É aí que mora o problema: Décio Freitas morreu em 2004, sem nunca apresentar alguma prova dessa versão. Em seu livro, ele afirma que teve acesso a extensa correspondência entre o religioso de Porto Calvo e outro padre português, a quem ele contava a criação do garoto quilombola. “Nesse caso específico, Décio Freitas teria que ter trazido as tais cartas”, critica França.

A versão do Zumbi coroinha teve adeptos, como o historiador Clóvis Moura, falecido um ano antes que Freitas, que em seu Dicionário da Escravidão Negra no Brasil, publicado pela Edusp, a editora da Universidade de São Paulo, publica a versão da infância do menino Francisco na companhia do padre Antônio Melo, no verbete que dedica a Zumbi. Também Jorge Landmann, que em 1998 escreveu o romance histórico Troia Negra – A Saga dos Palmares, defende que as cartas do Padre Melo existem e estão guardadas na Torre do Tombo, em Lisboa, Portugal.

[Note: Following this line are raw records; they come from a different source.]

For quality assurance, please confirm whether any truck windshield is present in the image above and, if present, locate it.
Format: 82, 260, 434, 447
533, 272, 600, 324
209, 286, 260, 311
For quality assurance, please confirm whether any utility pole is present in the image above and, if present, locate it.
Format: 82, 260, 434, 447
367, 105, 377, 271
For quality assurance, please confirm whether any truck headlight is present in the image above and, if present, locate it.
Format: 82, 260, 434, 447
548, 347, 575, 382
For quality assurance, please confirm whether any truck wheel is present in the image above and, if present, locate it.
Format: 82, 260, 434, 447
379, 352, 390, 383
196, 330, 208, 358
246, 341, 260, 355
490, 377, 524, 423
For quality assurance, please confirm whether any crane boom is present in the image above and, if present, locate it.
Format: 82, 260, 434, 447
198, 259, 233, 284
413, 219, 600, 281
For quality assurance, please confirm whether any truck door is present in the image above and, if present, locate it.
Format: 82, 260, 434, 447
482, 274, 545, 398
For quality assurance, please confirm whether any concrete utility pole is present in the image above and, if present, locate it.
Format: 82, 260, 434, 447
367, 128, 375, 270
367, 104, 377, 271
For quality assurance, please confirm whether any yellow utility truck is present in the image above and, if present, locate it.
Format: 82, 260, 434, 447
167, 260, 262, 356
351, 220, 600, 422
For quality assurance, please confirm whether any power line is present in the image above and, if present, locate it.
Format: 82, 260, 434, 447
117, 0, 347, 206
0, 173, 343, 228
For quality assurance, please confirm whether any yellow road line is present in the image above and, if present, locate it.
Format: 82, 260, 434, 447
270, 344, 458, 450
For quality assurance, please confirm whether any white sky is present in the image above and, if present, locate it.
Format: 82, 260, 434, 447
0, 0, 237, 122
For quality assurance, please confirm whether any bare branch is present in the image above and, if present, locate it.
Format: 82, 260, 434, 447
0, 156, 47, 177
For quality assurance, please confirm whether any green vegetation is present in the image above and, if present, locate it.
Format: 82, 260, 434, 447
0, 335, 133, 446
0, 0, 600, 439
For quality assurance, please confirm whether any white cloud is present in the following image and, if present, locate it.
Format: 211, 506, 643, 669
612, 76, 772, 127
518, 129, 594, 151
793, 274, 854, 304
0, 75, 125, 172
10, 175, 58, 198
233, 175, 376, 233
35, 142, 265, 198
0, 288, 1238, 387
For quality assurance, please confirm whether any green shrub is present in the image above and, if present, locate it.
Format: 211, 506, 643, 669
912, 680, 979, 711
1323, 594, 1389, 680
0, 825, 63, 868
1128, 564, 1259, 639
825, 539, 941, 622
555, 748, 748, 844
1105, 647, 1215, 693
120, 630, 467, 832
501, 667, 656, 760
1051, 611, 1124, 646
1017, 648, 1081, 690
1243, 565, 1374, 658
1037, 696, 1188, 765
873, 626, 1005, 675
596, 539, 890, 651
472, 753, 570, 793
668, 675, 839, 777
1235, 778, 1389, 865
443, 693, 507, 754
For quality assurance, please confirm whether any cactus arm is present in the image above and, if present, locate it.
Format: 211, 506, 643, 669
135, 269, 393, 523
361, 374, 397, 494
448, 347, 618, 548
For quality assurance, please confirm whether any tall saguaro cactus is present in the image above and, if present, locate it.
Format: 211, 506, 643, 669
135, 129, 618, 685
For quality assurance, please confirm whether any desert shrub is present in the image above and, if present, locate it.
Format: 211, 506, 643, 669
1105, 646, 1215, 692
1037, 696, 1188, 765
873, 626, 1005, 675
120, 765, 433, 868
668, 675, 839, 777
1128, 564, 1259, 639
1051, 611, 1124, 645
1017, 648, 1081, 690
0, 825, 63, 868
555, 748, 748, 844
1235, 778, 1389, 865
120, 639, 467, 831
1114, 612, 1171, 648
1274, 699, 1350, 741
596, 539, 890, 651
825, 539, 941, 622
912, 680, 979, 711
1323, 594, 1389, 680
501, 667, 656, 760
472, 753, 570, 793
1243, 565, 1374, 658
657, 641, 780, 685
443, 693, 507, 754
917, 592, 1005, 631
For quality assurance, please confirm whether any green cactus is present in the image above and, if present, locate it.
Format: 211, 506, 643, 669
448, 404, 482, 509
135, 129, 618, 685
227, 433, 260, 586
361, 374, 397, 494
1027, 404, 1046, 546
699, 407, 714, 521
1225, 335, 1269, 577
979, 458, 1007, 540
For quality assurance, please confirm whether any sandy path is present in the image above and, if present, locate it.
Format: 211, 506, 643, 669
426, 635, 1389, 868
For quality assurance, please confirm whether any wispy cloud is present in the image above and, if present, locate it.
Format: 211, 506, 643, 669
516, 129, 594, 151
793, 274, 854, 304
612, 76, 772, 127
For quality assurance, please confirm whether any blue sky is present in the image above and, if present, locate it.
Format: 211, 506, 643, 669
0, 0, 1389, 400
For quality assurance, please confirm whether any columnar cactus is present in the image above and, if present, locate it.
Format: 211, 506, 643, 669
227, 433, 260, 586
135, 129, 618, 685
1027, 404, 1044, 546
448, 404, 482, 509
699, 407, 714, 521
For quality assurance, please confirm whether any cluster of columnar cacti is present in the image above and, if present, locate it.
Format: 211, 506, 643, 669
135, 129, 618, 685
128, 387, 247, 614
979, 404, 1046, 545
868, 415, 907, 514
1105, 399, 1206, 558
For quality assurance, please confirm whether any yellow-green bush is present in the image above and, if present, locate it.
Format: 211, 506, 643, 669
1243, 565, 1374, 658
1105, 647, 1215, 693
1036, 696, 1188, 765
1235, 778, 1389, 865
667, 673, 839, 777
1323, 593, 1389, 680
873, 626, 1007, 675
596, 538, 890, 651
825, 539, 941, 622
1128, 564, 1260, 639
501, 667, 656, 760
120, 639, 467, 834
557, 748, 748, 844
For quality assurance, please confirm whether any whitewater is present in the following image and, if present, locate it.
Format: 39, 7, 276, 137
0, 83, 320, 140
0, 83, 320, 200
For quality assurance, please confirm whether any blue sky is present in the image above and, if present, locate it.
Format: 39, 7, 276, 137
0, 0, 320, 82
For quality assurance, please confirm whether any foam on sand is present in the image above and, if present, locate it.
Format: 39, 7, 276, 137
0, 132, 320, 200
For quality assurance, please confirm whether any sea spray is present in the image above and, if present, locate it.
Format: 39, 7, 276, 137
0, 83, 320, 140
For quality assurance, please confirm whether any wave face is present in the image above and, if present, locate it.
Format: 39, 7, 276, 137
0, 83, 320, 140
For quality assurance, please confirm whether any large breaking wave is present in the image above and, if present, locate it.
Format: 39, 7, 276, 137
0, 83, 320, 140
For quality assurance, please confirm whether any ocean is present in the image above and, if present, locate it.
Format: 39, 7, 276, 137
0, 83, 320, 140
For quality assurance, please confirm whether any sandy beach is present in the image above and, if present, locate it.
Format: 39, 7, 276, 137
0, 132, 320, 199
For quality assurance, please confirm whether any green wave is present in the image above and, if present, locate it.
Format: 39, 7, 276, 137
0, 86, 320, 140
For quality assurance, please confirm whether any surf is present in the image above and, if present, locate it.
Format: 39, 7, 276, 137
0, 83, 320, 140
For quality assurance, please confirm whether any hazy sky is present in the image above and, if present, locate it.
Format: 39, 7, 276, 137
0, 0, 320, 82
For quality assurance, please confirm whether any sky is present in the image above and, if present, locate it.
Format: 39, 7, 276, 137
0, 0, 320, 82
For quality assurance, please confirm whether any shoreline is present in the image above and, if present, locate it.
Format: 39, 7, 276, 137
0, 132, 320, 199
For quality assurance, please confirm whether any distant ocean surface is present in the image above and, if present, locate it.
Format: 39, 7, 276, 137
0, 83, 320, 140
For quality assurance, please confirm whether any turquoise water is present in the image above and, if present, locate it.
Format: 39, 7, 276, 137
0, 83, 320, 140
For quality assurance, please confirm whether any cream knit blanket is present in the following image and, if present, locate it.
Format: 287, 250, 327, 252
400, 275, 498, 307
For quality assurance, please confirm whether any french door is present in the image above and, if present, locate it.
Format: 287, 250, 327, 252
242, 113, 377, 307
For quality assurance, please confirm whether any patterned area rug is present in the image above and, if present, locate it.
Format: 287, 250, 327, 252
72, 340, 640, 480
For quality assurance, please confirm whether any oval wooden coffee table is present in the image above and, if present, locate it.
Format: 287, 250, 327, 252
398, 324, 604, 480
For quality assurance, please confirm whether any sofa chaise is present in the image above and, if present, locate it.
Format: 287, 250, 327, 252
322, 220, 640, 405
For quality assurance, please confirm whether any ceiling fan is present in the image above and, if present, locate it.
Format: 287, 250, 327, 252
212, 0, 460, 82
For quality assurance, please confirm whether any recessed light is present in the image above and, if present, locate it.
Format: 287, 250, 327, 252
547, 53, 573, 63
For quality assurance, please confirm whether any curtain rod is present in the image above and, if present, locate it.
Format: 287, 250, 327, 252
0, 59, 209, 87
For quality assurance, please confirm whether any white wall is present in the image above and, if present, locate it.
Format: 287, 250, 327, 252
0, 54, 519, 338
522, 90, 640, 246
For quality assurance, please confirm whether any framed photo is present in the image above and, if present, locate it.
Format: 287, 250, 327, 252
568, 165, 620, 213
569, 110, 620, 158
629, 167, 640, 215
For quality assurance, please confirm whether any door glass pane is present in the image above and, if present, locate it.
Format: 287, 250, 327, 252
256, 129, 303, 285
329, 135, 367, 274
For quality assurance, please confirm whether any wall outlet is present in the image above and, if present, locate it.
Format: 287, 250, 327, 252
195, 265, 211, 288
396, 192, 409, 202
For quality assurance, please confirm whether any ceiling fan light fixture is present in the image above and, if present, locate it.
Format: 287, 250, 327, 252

O historiador Carvalho França tem uma explicação para o fato de essa versão de um Zumbi com educação formal e inteligência acima da média ter conquistado adeptos, mesmo sem apresentar evidências documentais consistentes.

Segundo ele, na primeira metade dos anos 1970, época da publicação de Palmares, a Guerra dos Escravos, existia uma demanda por um herói romântico negro. E o protagonista de Décio Freitas é exatamente isso. “Primeiro, ele é naturalmente inteligente, esse é o traço romântico. É a primeira característica do herói. A segunda característica é a ideia de que o conhecimento ilumina. Ele vem, busca o conhecimento do branco e volta mais esclarecido. Ele leva a chama da liberdade.” Em posse dessa luz intelectual e moral, Zumbi comanda uma guerra dentro do quilombo contra o próprio tio, Ganga Zumba, depois que este assina um acordo de paz com os portugueses.

O restante da história de Zumbi é mais consensual entre os historiadores. Ele permaneceria na liderança do quilombo e resistiria a várias investidas das expedições lançadas contra a comunidade de negros libertos, na Serra da Barriga.

Em 1694, o quilombo foi invadido por forças lideradas pelo bandeirante paulista Domingos Jorge Velho. O quilombo foi desarticulado e seus moradores presos e tornados escravos. Zumbi foi ferido e desapareceu. Quase dois anos depois, acabou capturado e morto. Sua cabeça foi cortada e exposta em praça pública em Recife. Um selvagem recado para os escravos que sonhassem em rebelar-se contra seus senhores.